[week1-2][NLU]Question and Answering(질문과 답변) : SQuAD dataset과 SOTA Model(ANNA, Retrospective Reader)

건너별·2022년 2월 22일

wanted-NLP

목록 보기

2/3

Goal💪

내가 풀어야 될 task와 benchmark dataset을 mapping하여 pipeline을 정의할 수 있다.

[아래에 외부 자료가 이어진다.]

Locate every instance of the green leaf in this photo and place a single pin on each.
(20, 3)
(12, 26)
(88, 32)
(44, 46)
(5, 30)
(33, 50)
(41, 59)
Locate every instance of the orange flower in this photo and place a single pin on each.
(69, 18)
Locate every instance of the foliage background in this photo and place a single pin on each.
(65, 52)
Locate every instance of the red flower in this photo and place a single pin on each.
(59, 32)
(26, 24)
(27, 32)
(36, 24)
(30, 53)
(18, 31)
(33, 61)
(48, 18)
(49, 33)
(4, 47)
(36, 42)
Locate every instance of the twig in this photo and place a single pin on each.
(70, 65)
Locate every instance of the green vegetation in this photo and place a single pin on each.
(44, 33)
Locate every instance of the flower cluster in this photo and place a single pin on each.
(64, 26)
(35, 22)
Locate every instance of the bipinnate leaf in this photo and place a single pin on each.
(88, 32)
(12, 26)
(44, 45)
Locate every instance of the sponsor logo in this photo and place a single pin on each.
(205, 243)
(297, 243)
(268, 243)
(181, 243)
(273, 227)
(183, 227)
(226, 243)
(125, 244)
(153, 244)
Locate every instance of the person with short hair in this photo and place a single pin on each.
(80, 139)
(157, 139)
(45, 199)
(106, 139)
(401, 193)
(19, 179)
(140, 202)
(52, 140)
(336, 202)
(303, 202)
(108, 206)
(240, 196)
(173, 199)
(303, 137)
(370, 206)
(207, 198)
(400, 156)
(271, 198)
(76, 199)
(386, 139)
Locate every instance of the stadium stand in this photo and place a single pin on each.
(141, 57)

NLU와 GLUE, SQuAD dataset에 대하여 이해해 본다.

NLU Subtask중 Q&A task를 골라, 문제를 어떻게 정의하고 해결하는지 process를 이해하여 본다.

NLU 2가지 : 언어를 이해한다는 것은🤔

syntactic : 문법적으로 알맞은가?
semantic : 의미를 아는가?

Sentimental anaylsis
similarity btw sentences
understanding intention
answering to the questions

GLUE & SQuAD Benchmark

1) GLUE(General Language Understanding Evaluation)[논문 읽기]

다양한 task 모여있는 dataset

[문장 하나, pair, inference로 크게 분류되는 task]

CoLA : 문법
SST : 감성분석
STS, MRPC, QQP :문장 유사성(regressive한 예측)
MNLI, RTE : 추론(전제로부터 가설의 참,거짓 판별)
-> 법률 및 회계감사에 적용
WNLI : 언급 대상 추론(it과 같은 대명사가 무엇을 가리키는지)

2) SQuAD(stanford question answering dataset)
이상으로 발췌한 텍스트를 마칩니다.